A: This story was like a stray cat who kept showing up at the door. Actually, it was a “voice” that appeared in writing I was doing in response to a Georgia O’Keeffe painting of the desert.
That voice and the desert began to appear in other writings, and eventually I trusted that this was a character and perhaps a setting. It was as if this character appeared and insisted I write about her, so I did, with no idea where it was going.
I began with the first line from that O’Keeffe response as the opening of the story. By the time it became a novel—after many, many rewrites—I assumed the line was long gone. But when I was doing a final proofread, there it was, in the middle of the book (!).
Q: What kind of research did you do to write the novel, and did you learn anything especially surprising?
A: When I began writing this story I had never heard of the Tuaregs of the Sahara. At a writing retreat a French woman heard me read some pieces and said “Oh, you’re writing about the blue men,” and told me about the desert tribe.
I began reading about the Tuareg at the same time I was reading about World War I, and was fascinated by the how the world was completely reshaped by the events of that time.
Blue Desert is a work of imagination, but I knew I needed to know the sounds, the smells, and the flavors of the world I was writing about.
I watched films and documentaries that had been made in the Sahara and listened to music from that world and, once I completed a first draft, I went to Morocco on an “adventure tour” that included a five-day camel trek through the Sahara.
I didn’t really want to make that trip alone, but it ended up that I did, which was opportune. If I was afraid to go into the desert alone, imagine how my character felt?
What surprised me was that the desert could be as peaceful and beautiful as I had imagined. Although I knew it had once been an ocean, I was still stunned to come across a seashell completely sheathed in the red sand of the Sahara. Camels fascinated me, but riding one is definitely not for the faint of heart.
Later, after another revision, I put the book aside while I served two years in the Peace Corps, where I was posted to Botswana. Another opportune moment.
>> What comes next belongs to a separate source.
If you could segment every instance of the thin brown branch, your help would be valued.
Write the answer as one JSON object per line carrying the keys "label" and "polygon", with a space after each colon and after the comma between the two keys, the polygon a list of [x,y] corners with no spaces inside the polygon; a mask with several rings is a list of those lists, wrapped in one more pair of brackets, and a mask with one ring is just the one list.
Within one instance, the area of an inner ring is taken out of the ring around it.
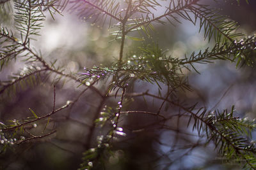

It wasn’t the Sahara, but it was Africa and a desert community.
Q: The book takes place in the 1910s and also in 1970. Did you focus more on one time period before turning to the other, or did you write the novel in the order in which it appears?
A: My early drafts focused on Alice’s time in the desert and her interactions with her family when she returned.
I knew it was a frame story, with Alice looking back at her time in the Sahara, but I didn’t write the 1970 sections until recently. My writing has always been character-driven, and the story didn’t start to come together until Martin’s character began to take shape.
Q: What do you hope readers take away from the story?
A: I love books that open up the world in a new way and help us to understand the human condition. If Blue Desert provides a bit of that experience for my readers I would be very happy.
Q: What are you working on now?
A: I am working on a three-strand memoir, braiding together my experience as an “older volunteer” in the Peace Corps, my life in exile in Canada during the Vietnam War, and a family secret that was revealed by a DNA test.
Q: Anything else we should know?
A: The cover of Blue Desert is a sketch John Singer Sargent made on his travels in Africa during the same time period of the novel.